Support Vector Machine Model

In [70]:
model_svm = svm.SVC(kernel='linear')

In [71]:
# training the SVM model with training data
model_svm.fit(X_train, Y_train)

*Decision Tree Classifier*

In [72]:
criterions = ['gini', 'entropy']
parameters = dict(criterion=criterions)
dtc = GridSearchCV(
    DecisionTreeClassifier(), parameters, cv=5, scoring='accuracy'
)
dtc.fit(X, Y.ravel())
dtc_opt = dtc.best_estimator_
print(dtc.best_params_)
print(dtc.best_score_)

{'criterion': 'gini'}
0.7589743589743589


In [73]:
dtc = DecisionTreeClassifier(criterion='gini')
dtc.fit(X_train, Y_train.ravel())
dtc_pred = dtc.predict(X_test)
score = accuracy_score(dtc_pred, Y_test)
print(score)

0.7948717948717948


*Random Forest Classifier*

In [74]:
parameters = {
    'n_estimators': [10, 100, 250, 500]
}
rfc = GridSearchCV(
    RandomForestClassifier(), parameters, cv=5, scoring='accuracy'
)
rfc.fit(X, Y.ravel())
rfc_opt = rfc.best_estimator_
print(rfc.best_params_)
print(rfc.best_score_)

{'n_estimators': 500}
0.8


In [75]:
rfc = RandomForestClassifier(n_estimators=200)
rfc.fit(X_train, Y_train.ravel())
rfc_pred = rfc.predict(X_test)
score = accuracy_score(rfc_pred, Y_test)
print(score)

0.9743589743589743


Model Evaluation

Accuracy Score

In [76]:
# accuracy on training data in Logistic Regression
X_train_prediction = model.predict(X_train)
training_data_accuracy = accuracy_score(X_train_prediction, Y_train)

In [77]:
print('Accuracy on Training data : ', training_data_accuracy)
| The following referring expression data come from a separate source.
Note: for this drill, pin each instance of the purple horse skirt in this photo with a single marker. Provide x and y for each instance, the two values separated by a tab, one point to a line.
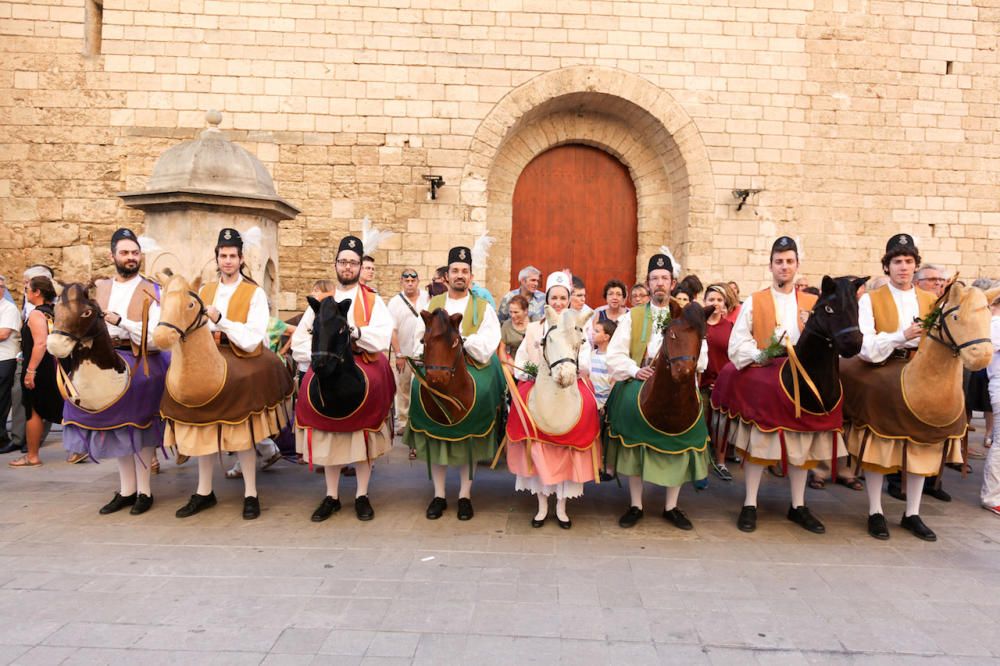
130	424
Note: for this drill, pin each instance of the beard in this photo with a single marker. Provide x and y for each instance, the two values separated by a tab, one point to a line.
128	269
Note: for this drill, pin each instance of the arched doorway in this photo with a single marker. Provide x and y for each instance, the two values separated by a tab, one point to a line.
575	206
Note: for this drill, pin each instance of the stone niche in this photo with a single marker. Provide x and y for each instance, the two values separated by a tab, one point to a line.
200	187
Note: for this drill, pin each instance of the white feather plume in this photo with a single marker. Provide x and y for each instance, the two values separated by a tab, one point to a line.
148	244
253	236
481	252
371	237
673	261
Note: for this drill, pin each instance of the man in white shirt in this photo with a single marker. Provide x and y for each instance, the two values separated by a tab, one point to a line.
481	337
371	327
237	315
405	309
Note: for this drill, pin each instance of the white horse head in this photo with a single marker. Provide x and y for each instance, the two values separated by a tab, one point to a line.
561	344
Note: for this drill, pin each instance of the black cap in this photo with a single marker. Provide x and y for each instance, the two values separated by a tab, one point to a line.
229	238
901	242
460	255
122	234
784	244
660	262
353	244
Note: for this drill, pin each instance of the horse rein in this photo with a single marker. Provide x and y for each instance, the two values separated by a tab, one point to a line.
200	319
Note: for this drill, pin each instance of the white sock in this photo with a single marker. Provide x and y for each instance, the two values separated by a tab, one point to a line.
752	474
248	461
673	493
206	465
914	490
143	470
797	478
635	491
126	474
873	483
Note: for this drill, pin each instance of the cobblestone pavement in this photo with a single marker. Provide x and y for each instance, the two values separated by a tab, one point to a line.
76	587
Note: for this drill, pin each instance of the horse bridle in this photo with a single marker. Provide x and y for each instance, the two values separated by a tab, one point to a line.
200	319
952	344
565	359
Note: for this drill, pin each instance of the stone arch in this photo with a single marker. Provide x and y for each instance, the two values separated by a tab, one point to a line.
616	111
Accuracy on Training data :  0.8717948717948718


In [78]:
# accuracy on test data in Logistic Regression
X_test_prediction = model.predict(X_test)
test_data_accuracy = accuracy_score(X_test_prediction, Y_test)

In [79]:
print('Accuracy on Test data : ', test_data_accuracy)

Accuracy on Test data :  0.8461538461538461


In [80]:
# accuracy score on training data in SVM
X_train_prediction_svm = model_svm.predict(X_train)
training_data_accuracy_svm = accuracy_score(Y_train, X_train_prediction_svm)

In [81]:
print('Accuracy score of training data : ', training_data_accuracy_svm)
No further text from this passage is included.